I’m rereading the book “Choosing a Jewish Life” by Anita Diamant. I started reading it around May of this year and read through it quickly. I had her other book, “Living a Jewish Life” and various other titles to get through so while I did, indeed, read it, I didn’t grasp very much of it. It’s still a quick read the second time around by now when I read the Hebrew transliterations I know that I’m pronouncing the words more properly.
One of the suggestions Anita makes in this book is that you start to make your life, your home, more Jewish by making little changes. She suggests dietary laws, subscriptions to Jewish magazines or newspapers as well as the “normal” mitzvahs like attending temple, keeping Shabbat, and reading Torah. Little by little I’ve been making changes to better Jewify my home and life. My next endeavor? Magazine and Newspaper subscriptions. I’m looking for resources that I can relate to. Those of a liberal and inclusive perspective I more closely identify with because I’m a black Jew. I’m still on the look out for a black Jewish publication so if any of you have suggestions, please let me know.
I’m also looking at those from an Orthodox perspective as well as a Conservative perspective so that I can learn. I think it would be naive of me to just focus on reform and more liberal Jewish practices because if I ignore others, I’m not really “getting it” or appreciating it. Google was very helpful in my search and my credit card is going to start to bleed soon if I subscribe to them all so I will not. I won’t get through them all, any way. Luckily, there are a few quarterly publications in addition to the weekly newspapers so I think I’ll figure something out.

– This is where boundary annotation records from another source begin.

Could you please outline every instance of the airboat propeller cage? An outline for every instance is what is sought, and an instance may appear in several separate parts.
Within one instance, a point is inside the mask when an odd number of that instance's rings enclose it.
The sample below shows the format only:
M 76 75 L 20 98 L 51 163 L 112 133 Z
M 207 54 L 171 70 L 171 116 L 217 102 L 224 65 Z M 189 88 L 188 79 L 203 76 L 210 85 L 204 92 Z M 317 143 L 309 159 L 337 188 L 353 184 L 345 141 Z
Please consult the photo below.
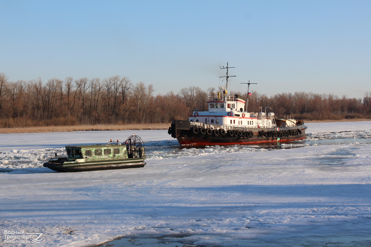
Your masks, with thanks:
M 127 143 L 129 148 L 128 148 L 128 153 L 132 154 L 138 152 L 144 152 L 144 144 L 143 140 L 140 137 L 133 134 L 132 136 L 129 136 L 126 140 L 125 143 Z M 142 148 L 142 147 L 143 148 Z M 140 156 L 141 156 L 139 155 Z

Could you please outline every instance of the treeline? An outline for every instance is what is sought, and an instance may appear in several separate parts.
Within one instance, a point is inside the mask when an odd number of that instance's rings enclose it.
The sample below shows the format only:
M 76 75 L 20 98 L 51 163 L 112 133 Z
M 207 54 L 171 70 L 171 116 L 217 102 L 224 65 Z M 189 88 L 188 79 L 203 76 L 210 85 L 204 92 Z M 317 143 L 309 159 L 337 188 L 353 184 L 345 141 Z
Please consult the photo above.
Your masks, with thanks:
M 52 78 L 44 83 L 40 79 L 11 81 L 1 73 L 0 127 L 169 123 L 188 119 L 196 108 L 207 110 L 207 96 L 216 92 L 214 88 L 204 91 L 195 86 L 177 94 L 155 91 L 152 84 L 133 83 L 118 75 L 103 80 Z M 242 96 L 246 99 L 247 95 Z M 254 92 L 247 110 L 260 111 L 260 106 L 271 107 L 279 117 L 293 114 L 304 119 L 370 118 L 371 92 L 363 99 L 303 92 L 268 97 Z

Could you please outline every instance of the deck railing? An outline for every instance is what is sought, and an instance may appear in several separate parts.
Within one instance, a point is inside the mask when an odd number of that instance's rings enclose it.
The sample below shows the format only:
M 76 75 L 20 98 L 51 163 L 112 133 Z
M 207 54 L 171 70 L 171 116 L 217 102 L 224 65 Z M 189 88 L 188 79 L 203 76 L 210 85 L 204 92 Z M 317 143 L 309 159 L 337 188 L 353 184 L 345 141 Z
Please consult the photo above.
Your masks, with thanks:
M 212 95 L 207 96 L 207 101 L 216 101 L 218 100 L 221 101 L 236 101 L 236 96 L 224 95 L 224 96 L 221 96 L 220 99 L 219 99 L 219 98 L 218 98 L 217 95 Z

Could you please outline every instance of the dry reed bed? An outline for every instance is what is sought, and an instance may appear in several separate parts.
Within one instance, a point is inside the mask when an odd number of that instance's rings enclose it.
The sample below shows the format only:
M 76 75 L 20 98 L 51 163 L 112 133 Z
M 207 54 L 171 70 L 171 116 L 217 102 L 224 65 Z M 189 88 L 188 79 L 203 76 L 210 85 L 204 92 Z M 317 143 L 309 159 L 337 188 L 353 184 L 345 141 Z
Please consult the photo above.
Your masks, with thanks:
M 329 123 L 331 122 L 358 122 L 370 121 L 371 119 L 354 119 L 341 120 L 306 120 L 305 123 Z M 170 123 L 133 124 L 99 124 L 97 125 L 73 125 L 72 126 L 46 126 L 22 128 L 0 128 L 0 133 L 45 133 L 68 132 L 73 131 L 93 130 L 167 130 Z
M 99 124 L 98 125 L 75 125 L 73 126 L 46 126 L 23 128 L 0 128 L 0 133 L 45 133 L 68 132 L 72 131 L 93 130 L 167 130 L 169 123 L 136 124 L 123 125 Z

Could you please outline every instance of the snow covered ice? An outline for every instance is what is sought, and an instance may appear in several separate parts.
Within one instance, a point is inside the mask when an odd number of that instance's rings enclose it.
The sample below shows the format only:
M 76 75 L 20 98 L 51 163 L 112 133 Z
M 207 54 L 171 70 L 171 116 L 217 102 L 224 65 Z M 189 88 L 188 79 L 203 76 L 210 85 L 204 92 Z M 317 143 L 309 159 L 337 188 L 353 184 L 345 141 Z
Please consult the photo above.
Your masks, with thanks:
M 371 246 L 371 122 L 306 125 L 305 140 L 272 146 L 180 147 L 167 130 L 135 131 L 144 168 L 76 173 L 42 164 L 67 144 L 133 131 L 0 134 L 1 228 L 43 233 L 39 246 L 133 234 L 200 246 Z

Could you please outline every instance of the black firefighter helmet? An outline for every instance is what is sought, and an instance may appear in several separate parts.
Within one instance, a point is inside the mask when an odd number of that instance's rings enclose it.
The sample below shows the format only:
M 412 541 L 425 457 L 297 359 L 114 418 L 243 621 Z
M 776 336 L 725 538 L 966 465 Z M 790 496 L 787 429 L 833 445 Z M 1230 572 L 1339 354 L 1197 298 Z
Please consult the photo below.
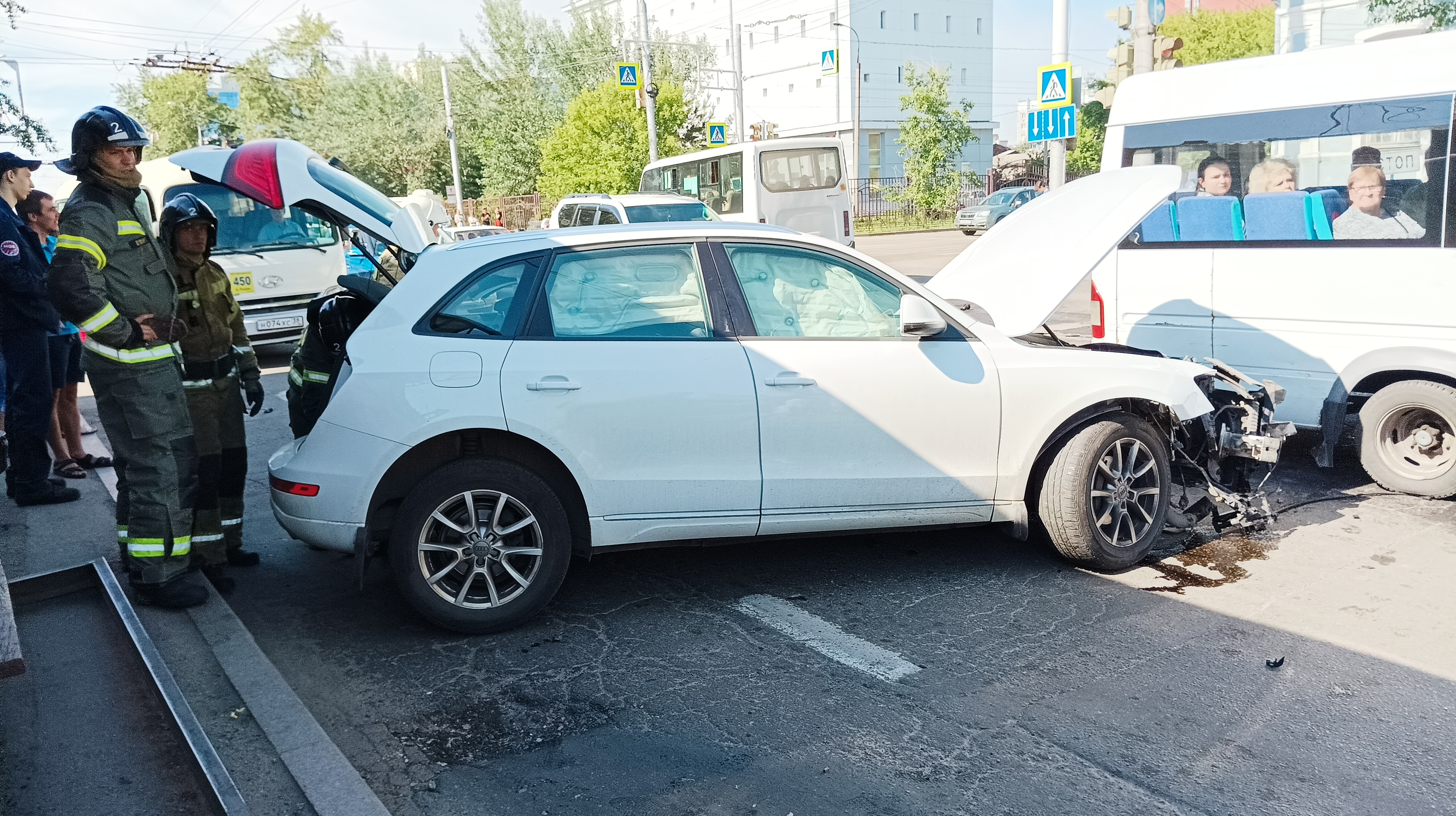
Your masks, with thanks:
M 74 176 L 90 166 L 92 156 L 102 147 L 141 148 L 149 144 L 147 131 L 135 119 L 109 105 L 98 105 L 71 125 L 71 157 L 61 159 L 55 167 Z
M 157 237 L 162 239 L 162 246 L 176 252 L 178 227 L 198 218 L 207 221 L 207 249 L 211 250 L 217 246 L 217 215 L 213 214 L 213 208 L 189 192 L 179 192 L 169 198 L 157 220 L 157 231 L 160 233 Z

Best thing I’ve found, though, is the openness for submissions and the writing contests! I’ve been keeping three separate notebooks; Black, Gay, and Jewish that I write in daily so that I can better shape my memoir. It’s great to see how the themes of belonging and sometimes feeling like an outsider in this skin of mine is mirrored in all three of my identities. There are times now when I don’t feel “gay enough” because I don’t fit into the stereotypical mold of what a lesbian is or is not. My childhood is filled with painful memories of peers or my parents telling me that I wasn’t black enough. Now, as I enter Judaica stores or flip through pages of Jewish magazines I’m hard-pressed to find a face that looks like mine.
On the other hand, I love a beautiful woman who I want to spend my entire life with. When I see her I get happy and I feel lusty at the same time. This fact, and my love, adoration, and attraction to women, in general, make me a lesbian. I’m undeniably black. I cannot change the kinky curly texture of my hair nor can I make my skin, that’s darker in the NYC sun, any lighter than it will be in December. While I’m not formally a Jew, inside I’m starting to feel Jewish. I actually said, “we” to Mirs the other day, instead of “them” when talking about Jewish people. We spent the night looking up Jewish names for our unborn children as well as for the Hebrew name I will take. I’m leaning to Charna, which is a Yiddish name of Slavic origin that means “black.”
These three identities are seemingly different but through the writing of my memoir and my pieces here and on VP, I’m beginning to realize that they’re not all that different because I’m making them three in the same.